Нерон отвернулся, не поняв смысла этой реплики; Гай же сразу спросил:

— Меч, чтобы пронзить себе горло? Как же он его держал?

— Непонятно, — иронично согласился Друз.

— И этот меч нашли? — спросил Гай.

Друз улыбнулся.

— Да, говорят, он валялся на полу, но слишком далеко от тела.

Гай тоже улыбнулся.

— Какая ошибка... Никто из военных в жизни не поверит.

И Друз заключил:

— Говорят, один центурион, как только увидел там меч, подтолкнул его ногой поближе к трупу. Но клинок был в крови, и на полу осталась полоса...

Агриппина посмотрела на двоих своих младших сыновей, особенно на самого младшего, — они загадочно улыбались, в то время как старший всё понимал с запозданием.
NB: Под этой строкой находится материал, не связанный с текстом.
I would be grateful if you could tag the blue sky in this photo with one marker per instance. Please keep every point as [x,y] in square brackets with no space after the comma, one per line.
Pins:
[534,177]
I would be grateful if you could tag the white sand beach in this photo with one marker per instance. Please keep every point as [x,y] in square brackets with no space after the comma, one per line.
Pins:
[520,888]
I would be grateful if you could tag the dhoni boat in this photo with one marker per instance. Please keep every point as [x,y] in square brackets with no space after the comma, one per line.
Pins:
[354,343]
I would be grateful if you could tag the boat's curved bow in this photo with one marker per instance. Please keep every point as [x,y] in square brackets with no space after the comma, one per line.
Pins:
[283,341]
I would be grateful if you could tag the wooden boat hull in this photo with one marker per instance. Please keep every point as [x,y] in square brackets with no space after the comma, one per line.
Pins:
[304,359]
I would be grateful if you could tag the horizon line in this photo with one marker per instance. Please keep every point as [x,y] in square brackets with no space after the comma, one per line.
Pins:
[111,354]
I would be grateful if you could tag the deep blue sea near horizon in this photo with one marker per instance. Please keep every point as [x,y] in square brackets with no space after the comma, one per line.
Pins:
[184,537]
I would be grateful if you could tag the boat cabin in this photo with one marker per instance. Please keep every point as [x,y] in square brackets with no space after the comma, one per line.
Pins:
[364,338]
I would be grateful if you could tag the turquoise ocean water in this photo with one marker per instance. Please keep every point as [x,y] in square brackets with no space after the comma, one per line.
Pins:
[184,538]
— А Планцина? — спросил Гай.

Друз злобно рассмеялся:

— Планцина отдыхала в другой комнате и ничего не заметила. А послания Тиберия не нашли.

Через несколько часов весь Рим сошёлся во мнении, что это великодушное самоубийство защитило вдохновителя отравления. Тиберий перенёс унижение без единого слова, не дрогнув. Но после периода своего жуткого молчания — а он мог молчать по нескольку дней, погрузившись в не покидающую его тревогу, — император решил, что многие из ныне веселящихся скоро найдут причины для душераздирающих рыданий. И перешёптывания его больше не занимали, потому что процесс был объявлен завершённым.

Дез приговора теперь уже гарантированное молчание мертвеца позволило Ливии — в народе называемой Новеркой, но официально много лет носившей имя Августы — очистить свою подругу, овдовевшую Планцину, от всех обвинений. И действительно, Тиберий под давлением матери пришёл поддержать Планцину перед остолбеневшими сенаторами.

— Это невиданно, — говорили римляне, — чтобы близкий родственник жертвы с таким рвением защищал убийц.

Но нашлись тонкие аргументы, и в конце концов грозная Планцина была оправдана, ей даже удалось сохранить имущество.

Друз с ненавистью прокомментировал:

— Она заключила договор с убийцами над трупом Кальпурния Пизона.

ИСТОРИЯ ЮЛИИ

В исторической резиденции на Ватиканском холме, среди знаменитых садов на правом берегу реки, которую поэты называли Тибром, Агриппина кричала, что ей невыносимо жить рядом с молчаливым злодеем в императорском обличье, убийцей Германика — любимого мужа и отца. Невыносимо видеть, как Планцина плачет от радости в материнских объятиях Ливии; невыносимо видеть, как наглое семейство Пизонов ходит по Риму в славе восстановленной невинности.